The Last Dance, the ten episode Michael Jordan/Chicago Bulls documentary, was a welcomed oasis in the live sports desert some of us are wandering aimlessly in.
But even at eightish hours, it felt woefully incomplete in that it ignored the the costs of ultimate professional success on personal well-being.
The doc’s one overarching insight was that Jordan’s work ethic, drive, and competitiveness were unparalleled; as a result, none of his teammates ever measured up. And so he beat them down, to the point that they had no affection for him.

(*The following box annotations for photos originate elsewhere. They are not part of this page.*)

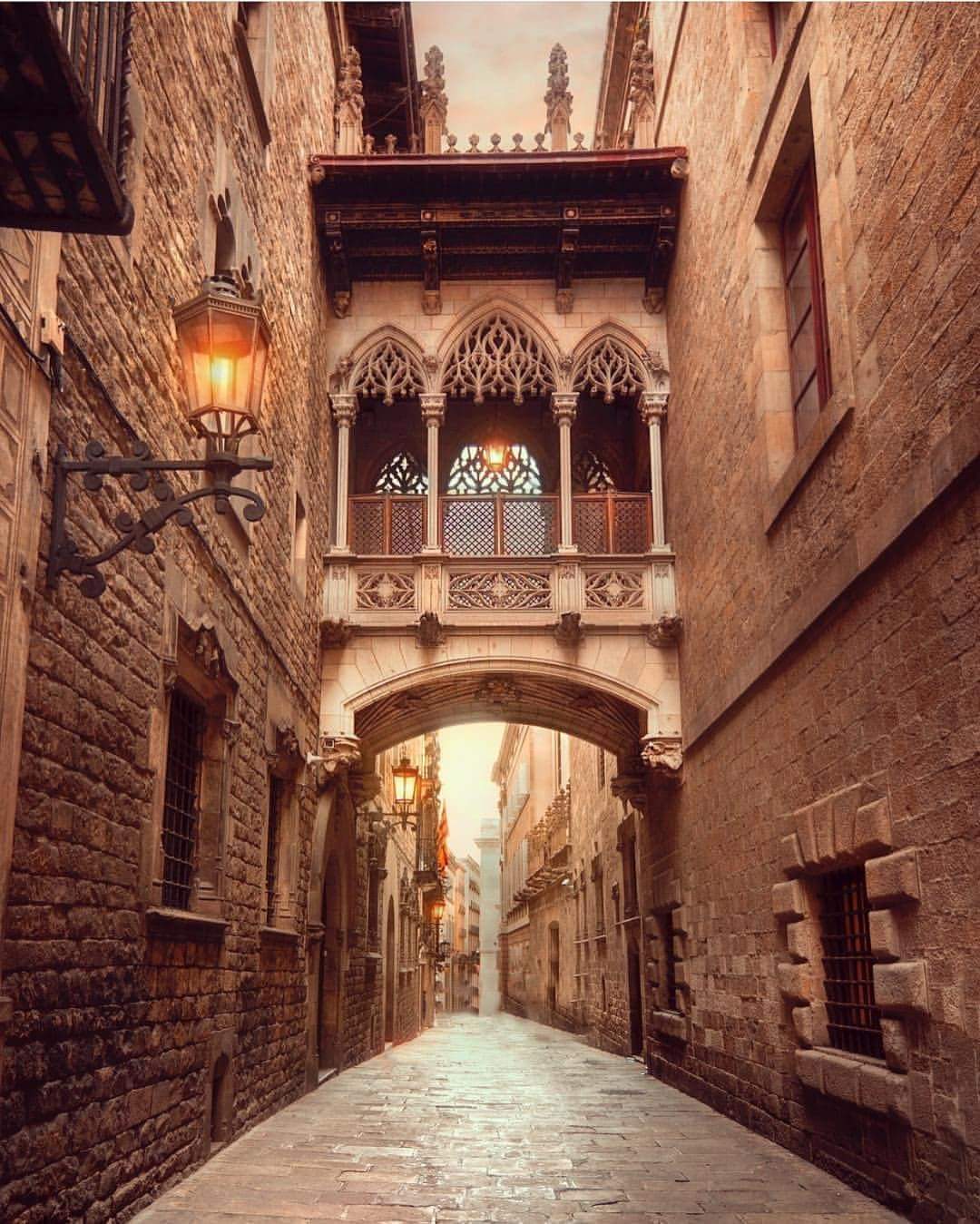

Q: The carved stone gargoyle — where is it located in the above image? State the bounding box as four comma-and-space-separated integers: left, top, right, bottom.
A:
266, 722, 305, 775
415, 612, 446, 650
319, 620, 354, 650
646, 616, 684, 646
640, 736, 684, 786
307, 736, 361, 790
552, 612, 584, 646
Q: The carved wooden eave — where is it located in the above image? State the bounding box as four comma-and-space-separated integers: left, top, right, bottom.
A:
309, 147, 686, 312
0, 3, 133, 234
343, 0, 418, 148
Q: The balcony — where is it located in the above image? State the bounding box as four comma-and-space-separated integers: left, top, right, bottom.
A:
0, 3, 133, 234
323, 494, 677, 628
350, 494, 652, 557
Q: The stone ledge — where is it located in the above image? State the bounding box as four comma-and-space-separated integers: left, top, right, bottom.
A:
793, 1050, 910, 1122
647, 1011, 691, 1042
147, 906, 228, 944
258, 926, 299, 946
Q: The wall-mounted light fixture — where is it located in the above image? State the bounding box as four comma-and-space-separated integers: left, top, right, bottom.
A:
48, 276, 273, 599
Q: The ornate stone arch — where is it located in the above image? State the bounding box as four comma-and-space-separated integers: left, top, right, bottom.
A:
569, 320, 667, 404
337, 326, 429, 406
438, 298, 561, 404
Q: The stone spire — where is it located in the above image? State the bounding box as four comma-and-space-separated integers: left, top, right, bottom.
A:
544, 43, 572, 152
337, 46, 365, 157
419, 46, 449, 153
629, 22, 656, 150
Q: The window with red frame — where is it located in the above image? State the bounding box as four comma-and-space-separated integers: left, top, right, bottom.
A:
779, 158, 831, 446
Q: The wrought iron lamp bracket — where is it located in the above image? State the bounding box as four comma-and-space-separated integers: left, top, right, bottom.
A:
48, 439, 273, 600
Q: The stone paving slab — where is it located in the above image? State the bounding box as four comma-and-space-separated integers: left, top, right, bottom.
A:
136, 1016, 900, 1224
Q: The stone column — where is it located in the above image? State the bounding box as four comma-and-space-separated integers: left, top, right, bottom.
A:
330, 392, 358, 552
419, 393, 446, 552
418, 46, 449, 153
544, 43, 573, 153
629, 31, 657, 150
552, 390, 579, 552
640, 392, 667, 551
337, 46, 365, 157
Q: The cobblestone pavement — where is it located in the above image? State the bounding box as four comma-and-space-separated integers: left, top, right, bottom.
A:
137, 1016, 899, 1224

Here’s Noam Scheiber describing the dynamic in The New York Times:
“As Jordan himself said of his teammates in ‘The Last Dance,’: ‘I’m going to ridicule you until you get on the same level as me. And if you don’t get on the same level, then it’s going to be hell for you.’
More than 15 years after Jordan retired from professional basketball — for the third time — the mix of power and grace he displayed on the court remains a breathless thrill. But his leadership style, such as it was, feels outdated.
In the intervening years, a chorus of experts has warned employers, investors and board members against tolerating such cruel or demeaning behavior. Academics and government officials have used terms like ‘toxic worker’ or ‘superstar harasser’ in preaching vigilance against flawed if seemingly talented performers.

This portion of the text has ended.